In JinhuaSu/SemiEstimate: Solve Semi-Parametric Estimation by Implicit Profiling

knitr::opts_chunk$set(echo = TRUE)

This document is a quick start for users who have no time for reading our paper. We will will use a current status example for teaching how to run the code with learning the least annoying mathematical formulas.

Installation

# the stable version(release)
# install.packages("SemiEstimate")
# the latest version(dev)
# install.packages("devtools")
# devtools::install_github("JinhuaSu/SemiEstimate")
library(SemiEstimate)

Generate Demo Data

We generate a fake data on a example of current status semiparametric model. The semi-parametric model can be estimated by solving the following equations. $C$ is censoring time and $\delta$ is the status variable. The $K_h$ is Gaussian kernel function. The $Z$ is the covariable vector and the fixed-length vector $\beta$ is the parameter we needed, while the nonparametric function and its value $h(C)$ on the certain point is less do not matter.

$$ \sum_{j=1}^{n} K_{h}\left(C_{j}-C_{i}\right)\left[\delta_{j}-\pi\left{h\left(C_{i}\right)+\boldsymbol{\beta}^{\top} \mathbf{Z}_{j}\right}\right]=0 $$

$$ n^{-1} \sum_{i=1}^{n} \mathbf{Z}{i}\left[\delta{i}-\pi\left{h\left(C_{i}\right)+\boldsymbol{\beta}^{\top} \mathbf{Z}_{i}\right}\right]=0 $$ The simulation data is generated using the given $\beta = (0.7,0.7,0.7,-0.5,-0.5,-0.5,0.3,0.3,0.3,0)$ and nonparametric function $T = h^{-1} (g^{-1}(u) - \beta'Z)$, where $h(x) = 3*log(x/4)$ is and $g(x)=exp(x)/(exp(x)+1)$. $Z$ is generated with multi-normal distribution with 0.2 correlation.

# package.install("MASS")
require(MASS)
sim.gen.STM = function(n,p,beta0,sigmaZ,Nperturb=0)
{
  Z = mvrnorm(n,rep(0,p),sigmaZ^2*(0.2+0.8*diag(1,p)))
  u = runif(n)
  T = exp((log(u/(1-u)) - Z%*%beta0)/3)*4 #h^-1 (g^-1(u) - beta'Z)
  C = runif(n,0,12)
  delta = (T<=C)

  return(list(delta = delta, C = C, 
              Z = Z))
}

n = 100
p = 3
beta0=c(0.7,0.7,0.7)
sigmaZ = 1

Nrep = 10000

# Data generation
dat = sim.gen.STM(n,p,beta0,sigmaZ)
dat

Prepare the fixed intermediate data.

h = sd(dat$C)/(sum(dat$delta))^0.25
KC = dnorm(as.matrix(dist(dat$C/h,diag=T,upper=T)))/h
# KC is 100 * 100 matric for quick find the Kh(Cj-Ci)
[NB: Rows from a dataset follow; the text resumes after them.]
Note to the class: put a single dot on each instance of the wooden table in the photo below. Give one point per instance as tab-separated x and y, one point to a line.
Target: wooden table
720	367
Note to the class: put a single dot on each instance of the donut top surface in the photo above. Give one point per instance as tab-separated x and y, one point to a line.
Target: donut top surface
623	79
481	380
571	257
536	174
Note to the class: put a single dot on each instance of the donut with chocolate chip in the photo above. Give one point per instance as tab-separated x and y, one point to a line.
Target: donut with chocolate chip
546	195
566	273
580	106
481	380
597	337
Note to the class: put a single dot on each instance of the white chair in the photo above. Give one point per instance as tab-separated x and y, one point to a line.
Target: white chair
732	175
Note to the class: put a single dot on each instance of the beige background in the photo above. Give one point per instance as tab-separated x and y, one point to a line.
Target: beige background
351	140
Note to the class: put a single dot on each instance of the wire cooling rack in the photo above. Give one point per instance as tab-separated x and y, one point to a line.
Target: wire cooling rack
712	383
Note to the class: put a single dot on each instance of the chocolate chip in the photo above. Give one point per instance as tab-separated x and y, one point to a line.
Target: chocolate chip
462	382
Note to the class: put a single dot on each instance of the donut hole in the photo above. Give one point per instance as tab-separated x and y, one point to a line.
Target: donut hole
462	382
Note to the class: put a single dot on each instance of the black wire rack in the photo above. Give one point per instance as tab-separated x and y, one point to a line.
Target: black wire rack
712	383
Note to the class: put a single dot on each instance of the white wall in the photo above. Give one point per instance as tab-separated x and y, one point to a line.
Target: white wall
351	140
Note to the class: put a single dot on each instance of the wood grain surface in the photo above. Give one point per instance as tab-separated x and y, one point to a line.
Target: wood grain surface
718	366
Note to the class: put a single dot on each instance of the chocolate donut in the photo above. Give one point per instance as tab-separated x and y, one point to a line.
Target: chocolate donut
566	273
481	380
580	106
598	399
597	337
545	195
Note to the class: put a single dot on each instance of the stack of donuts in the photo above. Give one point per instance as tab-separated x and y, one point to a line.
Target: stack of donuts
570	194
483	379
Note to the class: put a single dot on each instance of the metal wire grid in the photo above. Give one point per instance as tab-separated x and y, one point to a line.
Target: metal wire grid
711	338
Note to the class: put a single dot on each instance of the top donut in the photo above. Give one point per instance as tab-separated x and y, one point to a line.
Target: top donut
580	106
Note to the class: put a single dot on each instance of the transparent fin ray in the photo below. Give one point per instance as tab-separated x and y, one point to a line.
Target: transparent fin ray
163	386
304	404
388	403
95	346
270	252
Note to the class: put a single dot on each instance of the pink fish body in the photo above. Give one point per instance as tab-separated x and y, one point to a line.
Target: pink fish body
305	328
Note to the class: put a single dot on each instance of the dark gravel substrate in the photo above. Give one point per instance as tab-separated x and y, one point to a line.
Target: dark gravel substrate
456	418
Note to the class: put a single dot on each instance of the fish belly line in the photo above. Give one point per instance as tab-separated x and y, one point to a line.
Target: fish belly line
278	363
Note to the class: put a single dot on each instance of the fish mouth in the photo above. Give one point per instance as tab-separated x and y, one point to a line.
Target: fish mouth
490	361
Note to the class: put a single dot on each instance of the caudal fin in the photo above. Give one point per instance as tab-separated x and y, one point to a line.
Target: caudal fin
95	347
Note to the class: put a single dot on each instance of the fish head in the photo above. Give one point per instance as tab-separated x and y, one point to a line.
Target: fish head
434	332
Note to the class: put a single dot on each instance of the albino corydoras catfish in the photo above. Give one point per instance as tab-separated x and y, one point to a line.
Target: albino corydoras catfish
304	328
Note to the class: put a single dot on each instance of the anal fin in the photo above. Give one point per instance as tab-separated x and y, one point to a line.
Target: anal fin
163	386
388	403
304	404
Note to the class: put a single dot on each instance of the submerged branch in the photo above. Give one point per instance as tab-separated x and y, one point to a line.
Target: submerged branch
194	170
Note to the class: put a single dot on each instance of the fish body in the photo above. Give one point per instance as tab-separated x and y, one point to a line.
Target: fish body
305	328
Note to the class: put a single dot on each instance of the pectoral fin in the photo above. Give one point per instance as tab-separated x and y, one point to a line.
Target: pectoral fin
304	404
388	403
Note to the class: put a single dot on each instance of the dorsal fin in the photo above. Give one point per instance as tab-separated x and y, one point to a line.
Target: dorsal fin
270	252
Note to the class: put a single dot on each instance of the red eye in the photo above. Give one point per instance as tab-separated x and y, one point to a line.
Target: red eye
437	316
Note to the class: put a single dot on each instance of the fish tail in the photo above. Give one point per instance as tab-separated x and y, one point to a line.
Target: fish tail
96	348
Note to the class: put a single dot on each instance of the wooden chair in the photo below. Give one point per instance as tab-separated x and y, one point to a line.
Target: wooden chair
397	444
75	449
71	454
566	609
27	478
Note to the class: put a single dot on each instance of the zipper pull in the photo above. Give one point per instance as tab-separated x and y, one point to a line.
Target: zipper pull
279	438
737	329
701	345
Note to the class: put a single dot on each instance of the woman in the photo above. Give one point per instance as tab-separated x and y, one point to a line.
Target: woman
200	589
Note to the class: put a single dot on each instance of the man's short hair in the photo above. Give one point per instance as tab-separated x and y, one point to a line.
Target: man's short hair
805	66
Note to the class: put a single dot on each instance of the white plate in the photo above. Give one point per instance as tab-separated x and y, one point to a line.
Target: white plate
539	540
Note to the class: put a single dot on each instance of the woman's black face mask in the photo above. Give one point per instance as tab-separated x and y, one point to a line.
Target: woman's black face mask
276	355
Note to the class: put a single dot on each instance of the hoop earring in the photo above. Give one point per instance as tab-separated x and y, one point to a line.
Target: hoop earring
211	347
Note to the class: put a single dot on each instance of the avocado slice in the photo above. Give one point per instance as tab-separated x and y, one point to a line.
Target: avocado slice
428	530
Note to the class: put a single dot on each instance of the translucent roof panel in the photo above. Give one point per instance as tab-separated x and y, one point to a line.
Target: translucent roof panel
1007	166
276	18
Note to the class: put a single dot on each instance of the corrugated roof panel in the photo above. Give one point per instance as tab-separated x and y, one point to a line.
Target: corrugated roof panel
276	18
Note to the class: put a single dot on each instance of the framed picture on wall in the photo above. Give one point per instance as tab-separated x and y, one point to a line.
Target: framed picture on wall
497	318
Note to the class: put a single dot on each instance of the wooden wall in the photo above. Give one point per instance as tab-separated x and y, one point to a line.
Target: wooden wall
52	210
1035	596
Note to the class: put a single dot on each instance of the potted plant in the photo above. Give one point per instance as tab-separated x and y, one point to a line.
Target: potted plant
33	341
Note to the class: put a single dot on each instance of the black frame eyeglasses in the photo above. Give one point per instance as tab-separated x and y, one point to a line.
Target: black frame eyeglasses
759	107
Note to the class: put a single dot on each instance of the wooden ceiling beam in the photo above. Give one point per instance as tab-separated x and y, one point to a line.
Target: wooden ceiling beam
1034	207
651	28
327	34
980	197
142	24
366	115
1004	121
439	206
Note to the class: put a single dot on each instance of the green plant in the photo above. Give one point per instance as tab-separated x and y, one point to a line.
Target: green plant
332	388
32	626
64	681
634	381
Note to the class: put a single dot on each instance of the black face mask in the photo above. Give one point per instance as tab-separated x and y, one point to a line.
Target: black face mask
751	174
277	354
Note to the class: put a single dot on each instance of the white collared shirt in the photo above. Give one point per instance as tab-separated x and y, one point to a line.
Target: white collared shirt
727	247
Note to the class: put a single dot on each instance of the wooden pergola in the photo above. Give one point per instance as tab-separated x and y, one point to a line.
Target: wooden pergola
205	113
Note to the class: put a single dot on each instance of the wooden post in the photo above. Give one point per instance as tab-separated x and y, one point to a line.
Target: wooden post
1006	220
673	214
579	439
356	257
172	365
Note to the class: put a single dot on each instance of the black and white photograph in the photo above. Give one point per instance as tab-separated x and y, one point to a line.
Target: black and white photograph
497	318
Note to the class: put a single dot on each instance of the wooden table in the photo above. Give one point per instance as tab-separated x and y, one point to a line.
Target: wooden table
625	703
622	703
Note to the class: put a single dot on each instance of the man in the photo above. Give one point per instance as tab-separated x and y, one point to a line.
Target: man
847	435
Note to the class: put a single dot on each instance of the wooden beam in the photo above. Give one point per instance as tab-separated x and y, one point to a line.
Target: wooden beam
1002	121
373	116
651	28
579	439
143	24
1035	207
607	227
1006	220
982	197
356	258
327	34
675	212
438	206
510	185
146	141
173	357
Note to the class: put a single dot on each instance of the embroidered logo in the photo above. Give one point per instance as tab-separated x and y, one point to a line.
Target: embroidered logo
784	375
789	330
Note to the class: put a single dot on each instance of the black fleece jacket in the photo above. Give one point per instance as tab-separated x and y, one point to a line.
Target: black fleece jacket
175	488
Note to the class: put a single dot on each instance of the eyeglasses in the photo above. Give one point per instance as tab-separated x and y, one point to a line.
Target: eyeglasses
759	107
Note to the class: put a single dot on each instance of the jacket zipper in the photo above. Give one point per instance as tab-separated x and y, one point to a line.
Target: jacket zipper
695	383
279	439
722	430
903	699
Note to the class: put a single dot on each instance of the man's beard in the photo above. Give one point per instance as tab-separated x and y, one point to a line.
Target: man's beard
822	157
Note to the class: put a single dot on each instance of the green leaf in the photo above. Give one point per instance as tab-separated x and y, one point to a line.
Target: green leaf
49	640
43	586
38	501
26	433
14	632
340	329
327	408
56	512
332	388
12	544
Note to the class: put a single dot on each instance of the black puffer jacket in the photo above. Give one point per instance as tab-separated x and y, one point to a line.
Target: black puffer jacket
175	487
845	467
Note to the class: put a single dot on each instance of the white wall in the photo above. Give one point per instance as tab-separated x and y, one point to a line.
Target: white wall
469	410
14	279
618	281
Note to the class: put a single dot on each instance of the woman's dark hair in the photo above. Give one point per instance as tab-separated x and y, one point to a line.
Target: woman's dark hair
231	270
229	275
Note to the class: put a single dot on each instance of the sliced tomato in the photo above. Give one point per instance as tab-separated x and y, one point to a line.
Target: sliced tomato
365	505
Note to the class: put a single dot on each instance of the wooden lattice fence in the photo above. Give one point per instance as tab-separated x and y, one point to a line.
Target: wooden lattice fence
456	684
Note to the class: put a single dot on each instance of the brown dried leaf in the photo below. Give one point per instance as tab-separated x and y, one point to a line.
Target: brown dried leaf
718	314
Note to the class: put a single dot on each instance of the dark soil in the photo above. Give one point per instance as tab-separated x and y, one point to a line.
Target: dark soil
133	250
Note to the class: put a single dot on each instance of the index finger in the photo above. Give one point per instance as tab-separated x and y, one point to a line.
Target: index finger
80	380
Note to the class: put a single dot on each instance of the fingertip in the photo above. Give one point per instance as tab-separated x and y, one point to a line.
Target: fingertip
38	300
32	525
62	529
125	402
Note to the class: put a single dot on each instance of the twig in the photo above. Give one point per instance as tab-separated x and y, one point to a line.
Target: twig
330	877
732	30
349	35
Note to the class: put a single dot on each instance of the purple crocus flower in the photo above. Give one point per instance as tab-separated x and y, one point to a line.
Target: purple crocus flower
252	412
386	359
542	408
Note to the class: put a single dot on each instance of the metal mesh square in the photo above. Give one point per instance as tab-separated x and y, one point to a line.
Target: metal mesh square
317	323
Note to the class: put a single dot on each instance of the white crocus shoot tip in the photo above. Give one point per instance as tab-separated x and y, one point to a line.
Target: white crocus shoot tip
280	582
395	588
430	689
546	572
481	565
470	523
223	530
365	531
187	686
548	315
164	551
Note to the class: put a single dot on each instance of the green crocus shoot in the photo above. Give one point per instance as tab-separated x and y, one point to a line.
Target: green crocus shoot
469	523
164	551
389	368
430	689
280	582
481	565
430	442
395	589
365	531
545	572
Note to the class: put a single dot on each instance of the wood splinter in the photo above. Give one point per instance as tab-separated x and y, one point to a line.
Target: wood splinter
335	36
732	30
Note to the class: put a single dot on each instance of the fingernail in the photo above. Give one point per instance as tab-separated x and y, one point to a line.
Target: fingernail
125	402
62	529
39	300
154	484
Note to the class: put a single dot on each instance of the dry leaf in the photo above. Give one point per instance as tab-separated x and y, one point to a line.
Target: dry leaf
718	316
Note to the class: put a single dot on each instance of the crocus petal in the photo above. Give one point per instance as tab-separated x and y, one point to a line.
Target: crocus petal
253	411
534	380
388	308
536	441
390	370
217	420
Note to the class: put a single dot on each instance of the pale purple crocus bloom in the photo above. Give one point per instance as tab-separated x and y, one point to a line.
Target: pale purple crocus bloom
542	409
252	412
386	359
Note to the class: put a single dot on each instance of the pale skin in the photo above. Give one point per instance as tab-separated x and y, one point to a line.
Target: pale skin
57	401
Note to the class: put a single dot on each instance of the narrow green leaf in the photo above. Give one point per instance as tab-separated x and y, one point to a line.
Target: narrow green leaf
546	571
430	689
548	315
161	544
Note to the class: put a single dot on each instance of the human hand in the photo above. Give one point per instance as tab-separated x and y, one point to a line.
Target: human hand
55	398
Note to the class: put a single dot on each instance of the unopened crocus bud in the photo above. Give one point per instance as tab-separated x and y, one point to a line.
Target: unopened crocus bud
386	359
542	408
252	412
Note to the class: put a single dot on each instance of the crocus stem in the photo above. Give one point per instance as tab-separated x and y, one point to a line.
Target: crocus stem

Easiest but not most efficient method

Only define the equation function for Theta and Lambda. All the gradient expression will be calculated with numerical calculation methods.

For using our package, the least work you need to do is to find the parametric part $\theta$ and non-parametric part $\lambda$ and rewrite the equation function containing both $\theta$ and $\lambda$. Under EM setting, we note the score equation from M step as $\phi(\theta,\lambda)$, and $\psi(\theta,\lambda)$ is the equation from E step update.

As for above generated current status data, the target functions $\phi$ and $\psi$ are listed here:

$$\phi_i(\theta,\lambda)= \sum_{i=1}^{n} \mathbf{Z}{i}\left[\delta{i}-\pi\left{\lambda_i+\boldsymbol{\theta}^{\top} \mathbf{Z}_{i}\right}\right]$$

$$\psi(\theta,\lambda)=\sum_{j=1}^{n} K_{h}\left(C_{j}-C_{i}\right)\left[\delta_{j}-\pi\left{\lambda_i+\boldsymbol{\theta}^{\top} \mathbf{Z}_{j}\right}\right]$$

It is really easy to find $\phi$ and $psi$ for survival analysis cases. If you do not know the e step and m step, there is a easy way to determine which is $\phi$ and which is $\psi$. $\phi$ calculate a vector with the same length of parametric part $\theta$, while $\psi$ calculate a vector with the same length of parametric part $\lambda$.

Indeed, as long as you encounter two equations for solving the model and they are hard to be integrated into one, you may encounter the semi-parametric problem. Please take the code and have a try.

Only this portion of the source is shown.